Of course, that shoe also fit the American foot in Korea. With the Red Army trying to crash its way to the Rhine, every American, British, and French tank around was busy doing its best to hold the Ivans back. After World War II ended, the French had taken on some ex-Nazi Panthers to tide them over till they built up their own tank factories again. If any of those brutes were still running, the froggies had probably thrown them into the fight, too.

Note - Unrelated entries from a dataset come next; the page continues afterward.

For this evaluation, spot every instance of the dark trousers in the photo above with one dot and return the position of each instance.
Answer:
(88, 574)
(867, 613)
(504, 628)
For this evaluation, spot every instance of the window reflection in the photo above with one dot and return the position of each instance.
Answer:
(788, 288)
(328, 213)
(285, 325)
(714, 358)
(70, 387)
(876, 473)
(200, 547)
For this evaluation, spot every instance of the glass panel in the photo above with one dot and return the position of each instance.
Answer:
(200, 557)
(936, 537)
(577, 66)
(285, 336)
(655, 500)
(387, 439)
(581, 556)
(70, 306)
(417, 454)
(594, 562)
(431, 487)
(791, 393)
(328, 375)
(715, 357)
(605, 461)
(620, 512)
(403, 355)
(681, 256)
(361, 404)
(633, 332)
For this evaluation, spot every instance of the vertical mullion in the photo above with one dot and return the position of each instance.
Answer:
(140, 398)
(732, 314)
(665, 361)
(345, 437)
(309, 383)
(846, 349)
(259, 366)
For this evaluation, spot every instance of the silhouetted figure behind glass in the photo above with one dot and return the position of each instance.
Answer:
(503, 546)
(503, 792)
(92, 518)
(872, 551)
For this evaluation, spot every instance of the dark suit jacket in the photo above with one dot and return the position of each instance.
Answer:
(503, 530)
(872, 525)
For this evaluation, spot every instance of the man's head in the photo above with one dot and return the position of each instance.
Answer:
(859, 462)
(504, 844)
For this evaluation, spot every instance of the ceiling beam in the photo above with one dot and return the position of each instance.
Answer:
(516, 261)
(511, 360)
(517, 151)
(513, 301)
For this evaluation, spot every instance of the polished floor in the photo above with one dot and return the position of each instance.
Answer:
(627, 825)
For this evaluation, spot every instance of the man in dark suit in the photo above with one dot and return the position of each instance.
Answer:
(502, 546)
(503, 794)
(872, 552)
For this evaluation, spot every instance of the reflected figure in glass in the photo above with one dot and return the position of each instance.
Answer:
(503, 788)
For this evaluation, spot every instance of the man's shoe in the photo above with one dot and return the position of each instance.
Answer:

All of which left Korea half forgotten, dangling from the ends of both sides' ridiculously long supply lines. And it turned the fighting here into something out of the war before last: trenches and artillery and grenades and machine guns. The fighters that sometimes strafed the trenches were more modern than Sopwith Camels. But, with the aviation world swinging at top speed from prop jobs to jets, they were hardly less obsolete than those cloth-and-wood-and-wire biplanes.

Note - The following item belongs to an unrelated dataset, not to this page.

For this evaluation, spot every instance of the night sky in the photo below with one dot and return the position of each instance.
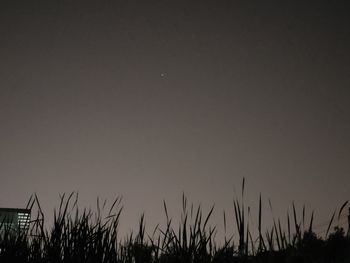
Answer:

Just to show you never could tell, a regiment's worth of Pershings clanked up to the front under cover of darkness a couple of days later. Astonishment made the cigarette in Klein's mouth twitch. “Fuck me,” the noncom said. “We went and won the Irish Sweepstakes.” Cade couldn't have put it better himself.

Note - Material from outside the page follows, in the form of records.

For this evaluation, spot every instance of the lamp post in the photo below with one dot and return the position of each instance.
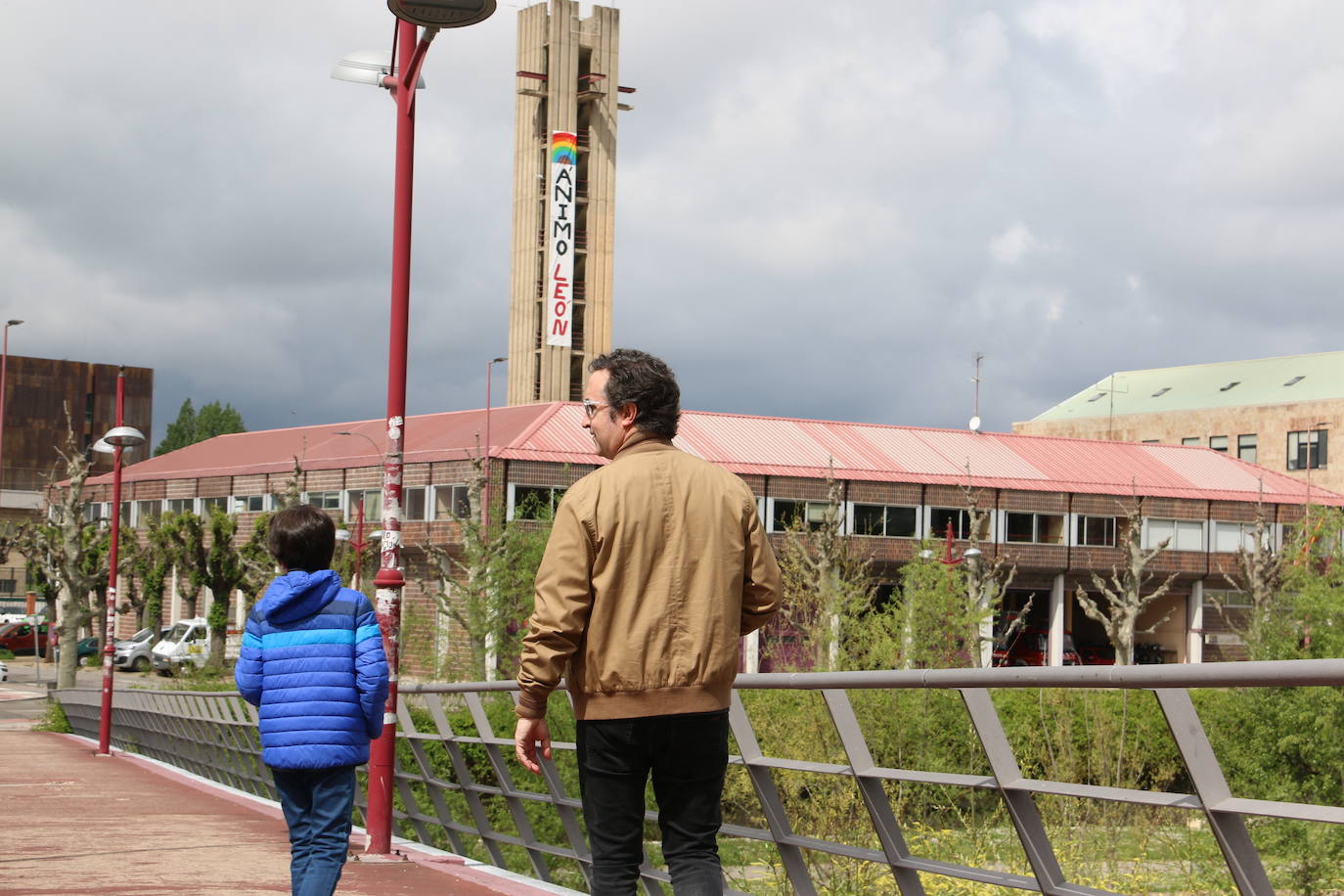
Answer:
(119, 438)
(4, 364)
(485, 488)
(402, 83)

The attack was to be in the direction of Chongju. The way the higher-ups put it showed they didn't think it would get that far. Cade noted that without much surprise. The Americans had more and better planes and tanks and big guns than the enemy. The Red Chinese and North Koreans had committed far more soldiers to the fight. Their tactics often reminded Cade of smothering a fire by piling bodies on it till it went out, which didn't mean they wouldn't work.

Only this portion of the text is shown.